Monica was a full-time Catholic Worker at Casa Juan Diego for two years. Her work now is with the Sisters of Charity of the Incarnate Word.
My recent firsthand glimpse of the reality on the border was a sobering shock to me. The vast movement of vulnerable poor, including so many thousands of children, is unlike anything I could have imagined taking place at the southern edge of our nation, even after having seen the large caravans trekking through Mexico on TV.
While the news media has done a good job of covering the scope of the situation, in the storm of info in which most of us swim these days, all those border crisis headlines, at least for me, had melded and blended with all the other alarm and cataclysm pumped out every day.
In understanding the dangers of our seemingly digital omniscience, Pope Francis has warned us many times against allowing the suffering of others, the poor and the Incarnation itself to become mere conceptual abstractions, or mere headlines among headlines. The border crisis was abstract to me. That concerned me.
So, I took a week off from work and drove from Houston to El Paso to volunteer with Annunciation House, which coordinates a network of non-profit shelters for immigrants and refugees. I was assigned to a new center with a 500-bed capacity that had been opened a little more than a week. Multitudes upon multitudes arrived, so many children in tow by women and bewildered men. We received anywhere from 150 to 200 per day, 300 the last day I was there. It was dreadful, awful to see so many desperately poor displaced people all at once, so many sick people, and many indigenous people whose vulnerability made me shudder. There were never ending intakes and phone calling to connect people with loved ones, all the individual needs as well.

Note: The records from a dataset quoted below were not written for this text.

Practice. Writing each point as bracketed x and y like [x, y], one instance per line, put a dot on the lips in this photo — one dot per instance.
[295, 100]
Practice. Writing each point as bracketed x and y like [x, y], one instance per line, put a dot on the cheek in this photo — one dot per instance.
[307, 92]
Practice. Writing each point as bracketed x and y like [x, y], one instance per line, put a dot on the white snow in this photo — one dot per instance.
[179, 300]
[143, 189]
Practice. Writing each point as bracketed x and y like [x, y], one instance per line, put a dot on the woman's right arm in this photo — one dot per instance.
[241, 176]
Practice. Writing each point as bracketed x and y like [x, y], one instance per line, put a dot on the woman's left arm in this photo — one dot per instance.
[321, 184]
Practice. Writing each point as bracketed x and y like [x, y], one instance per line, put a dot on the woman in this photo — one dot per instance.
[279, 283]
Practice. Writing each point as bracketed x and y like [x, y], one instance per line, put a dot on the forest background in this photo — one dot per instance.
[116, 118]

It’s truly an incredible situation.
Aside from the limited photos in the news, the daily arrival of these thousands of migrant people to our country happens largely unseen by the residents of border communities because of places like Annunciation House. The ministry and dozens of churches in the area, and really along the whole Southern border, ensure no one is left to roam the streets.
These groups receive and help migrants apprehended and released by ICE because there is no place to hold families with children. They connect migrants with their families and sponsors, who then arrange travel to cities and towns all over the land. Most are gone from El Paso within 48 hours.
Astonishingly, in the streets and neighborhoods of this quiet city, there is scant evidence that since October of last year some 74,000 family units have been apprehended in the area, the greatest increase of any section of the southern border.
Those numbers, those abstractions, became flesh, blood and water to me the day I arrived at Annunciation House. ICE dropped off two buses of newly arrived migrants before my volunteer orientation had even finished, sweeping me off my feet in a torrent of urgency. The week I was there we would receive nearly 1000 people. The week after I left, I read in the news that Annunciation House received 1000 in a single day.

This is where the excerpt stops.